A report suggests the White House will soon call for an increase in automobile fuel efficiency

Photo (c) deepblue4you - Getty Images
The Trump administration looks to be abandoning its plan to freeze the fuel efficiency standards of cars at 2020 levels and may instead push for an increase in fuel efficiency standards, The Wall Street Journal reported

Citing sources familiar with the matter, the Journal said the White House is now considering requiring a 1.5 percent annual increase in fuel efficiency instead of the 5 percent increase called for under Obama-era rules.

Back in September, Trump announced that he was revoking California’s ability to set its own emissions standards for vehicles. California and the leaders of more than two dozen other states have already sued over the decision. 

However, General Motors, Toyota, and Fiat Chrysler agreed over the summer to get on board with the administration’s policy after being called to the White House to discuss the matter. 

Carmakers divided on the issue

Earlier this week, the four automakers filed a lawsuit reiterating that they are siding with Trump and backing the claim that he is allowed to block states from setting their own emissions standards.

Trump expressed his gratitude to the automakers on Twitter, thanking them for “standing with us for Better, Cheaper, Safer Cars for Americans.” He added that “California has treated the Auto Industry very poorly for many years, harming Workers and Consumers. We are fixing this problem!” 

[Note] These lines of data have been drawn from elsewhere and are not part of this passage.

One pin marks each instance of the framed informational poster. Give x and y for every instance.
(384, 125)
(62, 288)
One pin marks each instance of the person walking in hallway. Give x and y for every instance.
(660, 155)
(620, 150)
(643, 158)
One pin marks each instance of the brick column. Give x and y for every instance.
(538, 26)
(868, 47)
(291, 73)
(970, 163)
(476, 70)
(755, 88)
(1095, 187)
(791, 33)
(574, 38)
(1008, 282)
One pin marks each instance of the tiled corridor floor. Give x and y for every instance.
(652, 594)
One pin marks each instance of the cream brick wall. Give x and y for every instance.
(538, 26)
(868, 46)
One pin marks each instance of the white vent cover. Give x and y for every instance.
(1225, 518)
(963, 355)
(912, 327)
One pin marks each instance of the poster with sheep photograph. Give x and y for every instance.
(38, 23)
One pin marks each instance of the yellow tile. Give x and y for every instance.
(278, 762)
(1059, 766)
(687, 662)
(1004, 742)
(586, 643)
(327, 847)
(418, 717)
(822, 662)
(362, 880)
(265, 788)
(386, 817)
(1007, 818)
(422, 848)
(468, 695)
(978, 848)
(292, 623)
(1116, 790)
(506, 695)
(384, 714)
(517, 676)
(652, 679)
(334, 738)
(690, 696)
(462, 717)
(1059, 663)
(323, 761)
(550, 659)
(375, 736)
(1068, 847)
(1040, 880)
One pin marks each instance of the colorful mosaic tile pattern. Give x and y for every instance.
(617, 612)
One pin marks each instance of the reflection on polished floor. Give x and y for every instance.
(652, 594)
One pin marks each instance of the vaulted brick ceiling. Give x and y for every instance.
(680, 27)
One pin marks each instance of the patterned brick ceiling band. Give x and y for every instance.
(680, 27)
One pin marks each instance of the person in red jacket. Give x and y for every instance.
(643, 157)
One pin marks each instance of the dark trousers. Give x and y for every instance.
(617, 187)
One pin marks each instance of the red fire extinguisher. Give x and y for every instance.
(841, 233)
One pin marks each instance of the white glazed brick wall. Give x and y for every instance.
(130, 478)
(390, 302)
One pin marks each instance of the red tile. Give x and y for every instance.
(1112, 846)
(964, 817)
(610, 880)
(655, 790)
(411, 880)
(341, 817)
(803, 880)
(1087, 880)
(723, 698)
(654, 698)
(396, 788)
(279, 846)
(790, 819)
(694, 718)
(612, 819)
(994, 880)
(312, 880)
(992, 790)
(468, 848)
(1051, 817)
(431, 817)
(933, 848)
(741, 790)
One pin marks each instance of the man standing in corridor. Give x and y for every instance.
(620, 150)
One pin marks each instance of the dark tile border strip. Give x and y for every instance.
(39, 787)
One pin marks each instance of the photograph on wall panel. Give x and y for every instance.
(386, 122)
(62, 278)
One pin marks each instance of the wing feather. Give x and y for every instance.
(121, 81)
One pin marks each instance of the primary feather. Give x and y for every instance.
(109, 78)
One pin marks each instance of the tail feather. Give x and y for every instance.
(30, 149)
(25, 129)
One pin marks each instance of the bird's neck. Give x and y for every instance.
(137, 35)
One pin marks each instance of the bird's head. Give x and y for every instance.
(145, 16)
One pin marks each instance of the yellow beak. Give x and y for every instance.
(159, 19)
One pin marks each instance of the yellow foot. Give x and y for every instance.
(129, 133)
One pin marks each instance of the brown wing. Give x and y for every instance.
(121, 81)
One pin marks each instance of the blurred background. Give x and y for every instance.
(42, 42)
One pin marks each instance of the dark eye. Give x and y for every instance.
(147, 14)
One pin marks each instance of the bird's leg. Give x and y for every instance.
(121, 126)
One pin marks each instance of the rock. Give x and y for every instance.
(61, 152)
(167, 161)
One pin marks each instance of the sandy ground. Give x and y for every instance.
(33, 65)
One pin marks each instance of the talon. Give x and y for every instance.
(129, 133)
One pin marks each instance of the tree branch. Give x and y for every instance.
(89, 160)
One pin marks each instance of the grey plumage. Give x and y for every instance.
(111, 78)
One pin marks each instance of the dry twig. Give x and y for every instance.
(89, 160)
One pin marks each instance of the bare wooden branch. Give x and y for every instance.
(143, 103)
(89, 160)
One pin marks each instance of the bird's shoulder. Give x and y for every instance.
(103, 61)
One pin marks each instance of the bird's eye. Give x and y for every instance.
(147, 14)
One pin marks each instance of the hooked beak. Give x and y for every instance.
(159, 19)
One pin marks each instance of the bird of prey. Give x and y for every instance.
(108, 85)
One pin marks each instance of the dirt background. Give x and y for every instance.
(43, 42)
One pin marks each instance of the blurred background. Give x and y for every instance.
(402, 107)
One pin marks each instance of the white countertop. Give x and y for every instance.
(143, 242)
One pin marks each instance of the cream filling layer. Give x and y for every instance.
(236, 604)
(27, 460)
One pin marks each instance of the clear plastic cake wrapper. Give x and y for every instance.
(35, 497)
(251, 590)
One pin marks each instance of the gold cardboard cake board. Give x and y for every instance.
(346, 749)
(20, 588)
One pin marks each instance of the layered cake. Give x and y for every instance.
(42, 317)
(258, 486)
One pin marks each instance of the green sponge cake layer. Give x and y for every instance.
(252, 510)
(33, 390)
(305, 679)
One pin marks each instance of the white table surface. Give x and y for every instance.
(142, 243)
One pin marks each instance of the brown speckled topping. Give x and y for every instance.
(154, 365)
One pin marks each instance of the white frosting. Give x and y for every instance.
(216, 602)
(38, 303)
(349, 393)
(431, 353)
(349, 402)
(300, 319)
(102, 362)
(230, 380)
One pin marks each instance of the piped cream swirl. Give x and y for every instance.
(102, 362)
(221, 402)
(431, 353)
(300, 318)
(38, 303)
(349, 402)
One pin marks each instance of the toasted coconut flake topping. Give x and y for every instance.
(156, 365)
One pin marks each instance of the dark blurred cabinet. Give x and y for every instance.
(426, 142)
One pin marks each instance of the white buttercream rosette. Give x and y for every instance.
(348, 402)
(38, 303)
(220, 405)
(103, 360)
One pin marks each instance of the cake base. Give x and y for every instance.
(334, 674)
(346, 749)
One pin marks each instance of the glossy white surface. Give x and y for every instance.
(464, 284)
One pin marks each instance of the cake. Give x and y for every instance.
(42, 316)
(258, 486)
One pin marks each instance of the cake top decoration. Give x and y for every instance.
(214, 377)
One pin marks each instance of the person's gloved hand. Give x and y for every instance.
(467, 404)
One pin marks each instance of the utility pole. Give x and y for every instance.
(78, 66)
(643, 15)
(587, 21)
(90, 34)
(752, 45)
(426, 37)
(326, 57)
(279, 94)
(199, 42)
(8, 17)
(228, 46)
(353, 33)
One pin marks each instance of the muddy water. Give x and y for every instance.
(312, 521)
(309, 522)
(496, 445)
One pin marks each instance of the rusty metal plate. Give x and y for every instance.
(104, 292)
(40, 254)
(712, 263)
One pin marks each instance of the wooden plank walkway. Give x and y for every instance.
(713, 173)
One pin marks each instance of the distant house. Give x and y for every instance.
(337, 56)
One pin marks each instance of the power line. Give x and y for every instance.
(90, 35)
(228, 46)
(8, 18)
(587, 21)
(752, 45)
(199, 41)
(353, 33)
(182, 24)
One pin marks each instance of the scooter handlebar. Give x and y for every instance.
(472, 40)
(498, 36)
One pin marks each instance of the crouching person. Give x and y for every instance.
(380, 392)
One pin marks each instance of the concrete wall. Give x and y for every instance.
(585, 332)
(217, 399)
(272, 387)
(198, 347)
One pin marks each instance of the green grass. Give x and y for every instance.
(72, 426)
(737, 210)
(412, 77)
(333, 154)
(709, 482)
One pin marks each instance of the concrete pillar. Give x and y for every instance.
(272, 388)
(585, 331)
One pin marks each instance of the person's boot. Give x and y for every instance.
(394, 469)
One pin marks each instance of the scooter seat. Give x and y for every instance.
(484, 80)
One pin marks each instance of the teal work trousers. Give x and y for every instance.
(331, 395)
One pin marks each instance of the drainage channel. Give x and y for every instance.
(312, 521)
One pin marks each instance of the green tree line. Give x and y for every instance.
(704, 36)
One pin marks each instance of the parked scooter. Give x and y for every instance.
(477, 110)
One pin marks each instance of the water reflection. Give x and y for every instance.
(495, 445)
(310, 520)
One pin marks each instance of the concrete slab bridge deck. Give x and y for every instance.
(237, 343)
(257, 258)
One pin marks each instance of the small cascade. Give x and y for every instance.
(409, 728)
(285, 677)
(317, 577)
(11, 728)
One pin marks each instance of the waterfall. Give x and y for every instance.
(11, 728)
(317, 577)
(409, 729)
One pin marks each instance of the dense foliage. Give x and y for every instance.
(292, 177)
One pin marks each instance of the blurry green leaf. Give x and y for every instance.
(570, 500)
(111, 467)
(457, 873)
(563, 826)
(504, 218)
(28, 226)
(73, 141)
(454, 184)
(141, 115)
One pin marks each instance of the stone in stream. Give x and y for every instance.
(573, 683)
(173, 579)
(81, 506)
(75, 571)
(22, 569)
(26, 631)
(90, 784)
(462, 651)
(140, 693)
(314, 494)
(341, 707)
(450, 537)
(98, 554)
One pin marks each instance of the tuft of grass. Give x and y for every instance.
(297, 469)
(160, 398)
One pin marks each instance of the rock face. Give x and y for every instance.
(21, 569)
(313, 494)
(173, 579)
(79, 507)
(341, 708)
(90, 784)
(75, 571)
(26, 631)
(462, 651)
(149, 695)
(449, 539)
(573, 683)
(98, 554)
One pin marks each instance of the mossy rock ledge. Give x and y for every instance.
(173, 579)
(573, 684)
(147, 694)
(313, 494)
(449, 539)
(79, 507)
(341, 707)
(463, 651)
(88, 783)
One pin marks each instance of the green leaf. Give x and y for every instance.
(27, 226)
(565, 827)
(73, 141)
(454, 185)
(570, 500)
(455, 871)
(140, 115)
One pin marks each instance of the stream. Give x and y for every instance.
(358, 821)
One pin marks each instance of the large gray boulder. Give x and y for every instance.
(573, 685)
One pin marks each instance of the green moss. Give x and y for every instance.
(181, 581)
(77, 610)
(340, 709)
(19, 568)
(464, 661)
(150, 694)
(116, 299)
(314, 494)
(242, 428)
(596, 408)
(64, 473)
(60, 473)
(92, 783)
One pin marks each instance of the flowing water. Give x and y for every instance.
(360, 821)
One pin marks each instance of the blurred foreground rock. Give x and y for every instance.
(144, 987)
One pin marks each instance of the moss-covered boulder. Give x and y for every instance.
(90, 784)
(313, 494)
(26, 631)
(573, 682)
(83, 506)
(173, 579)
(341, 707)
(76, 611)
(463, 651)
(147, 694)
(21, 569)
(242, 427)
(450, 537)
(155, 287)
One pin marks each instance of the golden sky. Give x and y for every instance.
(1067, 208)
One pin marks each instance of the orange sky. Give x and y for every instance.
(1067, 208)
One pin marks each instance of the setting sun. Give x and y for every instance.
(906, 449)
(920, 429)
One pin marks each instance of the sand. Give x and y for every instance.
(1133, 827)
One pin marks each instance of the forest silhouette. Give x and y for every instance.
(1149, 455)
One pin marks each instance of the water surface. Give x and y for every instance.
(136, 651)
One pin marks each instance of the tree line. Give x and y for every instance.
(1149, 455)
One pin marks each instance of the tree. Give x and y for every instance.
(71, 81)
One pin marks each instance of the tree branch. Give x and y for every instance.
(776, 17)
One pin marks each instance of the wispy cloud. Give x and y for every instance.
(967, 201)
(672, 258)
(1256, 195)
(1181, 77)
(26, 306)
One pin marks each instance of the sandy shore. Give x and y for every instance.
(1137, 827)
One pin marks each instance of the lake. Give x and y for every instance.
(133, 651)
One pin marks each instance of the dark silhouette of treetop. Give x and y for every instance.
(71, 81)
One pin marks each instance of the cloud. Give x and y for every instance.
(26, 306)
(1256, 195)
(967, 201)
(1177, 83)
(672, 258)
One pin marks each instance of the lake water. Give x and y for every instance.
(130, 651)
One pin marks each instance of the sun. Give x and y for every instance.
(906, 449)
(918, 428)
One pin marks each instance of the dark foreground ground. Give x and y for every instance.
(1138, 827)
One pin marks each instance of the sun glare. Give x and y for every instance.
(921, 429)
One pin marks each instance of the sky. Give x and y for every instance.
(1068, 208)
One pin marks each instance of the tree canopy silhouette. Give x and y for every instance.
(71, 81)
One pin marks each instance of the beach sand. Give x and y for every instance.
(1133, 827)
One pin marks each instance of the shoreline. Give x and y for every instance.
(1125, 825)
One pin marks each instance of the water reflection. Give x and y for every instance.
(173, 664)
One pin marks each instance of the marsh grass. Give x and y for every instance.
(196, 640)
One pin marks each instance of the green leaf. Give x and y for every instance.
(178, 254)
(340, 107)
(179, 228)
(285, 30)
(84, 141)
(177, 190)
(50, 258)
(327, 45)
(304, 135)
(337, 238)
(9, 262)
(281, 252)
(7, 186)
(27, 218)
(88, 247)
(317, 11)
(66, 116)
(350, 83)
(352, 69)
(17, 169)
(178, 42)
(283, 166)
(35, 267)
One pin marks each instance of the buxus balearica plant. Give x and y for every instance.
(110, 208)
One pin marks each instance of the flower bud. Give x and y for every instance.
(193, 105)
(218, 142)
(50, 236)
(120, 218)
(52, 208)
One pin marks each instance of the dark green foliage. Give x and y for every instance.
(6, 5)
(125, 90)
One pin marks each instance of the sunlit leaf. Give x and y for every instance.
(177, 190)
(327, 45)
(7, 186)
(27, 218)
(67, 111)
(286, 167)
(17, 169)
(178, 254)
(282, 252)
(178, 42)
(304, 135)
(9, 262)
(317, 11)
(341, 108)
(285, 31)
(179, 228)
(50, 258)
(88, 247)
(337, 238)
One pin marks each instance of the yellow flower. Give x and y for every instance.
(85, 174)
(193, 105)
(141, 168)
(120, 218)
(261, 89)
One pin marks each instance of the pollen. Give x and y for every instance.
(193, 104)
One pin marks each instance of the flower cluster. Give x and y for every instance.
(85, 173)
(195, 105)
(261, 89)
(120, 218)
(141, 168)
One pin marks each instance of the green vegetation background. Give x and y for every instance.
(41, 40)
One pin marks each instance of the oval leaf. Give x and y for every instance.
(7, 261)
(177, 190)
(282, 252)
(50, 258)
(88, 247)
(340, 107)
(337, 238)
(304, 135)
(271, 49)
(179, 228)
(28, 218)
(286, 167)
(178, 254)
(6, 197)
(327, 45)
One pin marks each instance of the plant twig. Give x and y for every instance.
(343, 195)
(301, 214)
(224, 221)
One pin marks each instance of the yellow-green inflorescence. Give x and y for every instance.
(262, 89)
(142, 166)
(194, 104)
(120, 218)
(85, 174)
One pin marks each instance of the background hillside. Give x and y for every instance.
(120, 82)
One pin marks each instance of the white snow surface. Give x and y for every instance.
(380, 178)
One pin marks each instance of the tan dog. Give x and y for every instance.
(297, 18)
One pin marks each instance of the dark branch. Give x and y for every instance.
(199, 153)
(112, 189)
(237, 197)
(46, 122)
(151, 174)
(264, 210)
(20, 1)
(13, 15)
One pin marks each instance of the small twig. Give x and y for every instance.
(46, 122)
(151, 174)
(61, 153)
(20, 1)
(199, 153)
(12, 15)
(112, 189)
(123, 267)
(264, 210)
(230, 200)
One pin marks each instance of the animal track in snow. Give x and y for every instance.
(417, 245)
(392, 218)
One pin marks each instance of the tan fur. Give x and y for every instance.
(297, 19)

The automakers that have sided with California in the debate over efficiency standards are Ford, Honda, BMW, and Volkswagen.

Trump’s rumored new plan to back away from the plan leaves the automakers that have sided with him “in a lurch” because they have “squandered a lot of goodwill and damaged their reputations without getting what Trump promised,” The Verge noted. 

The administration’s change of plans -- which is expected to be announced by the end of the year -- is said to involve a 1.5 percent increase in fuel efficiency every year “using an industry measure that takes both gas mileage and emissions reductions into account,” the Journal said.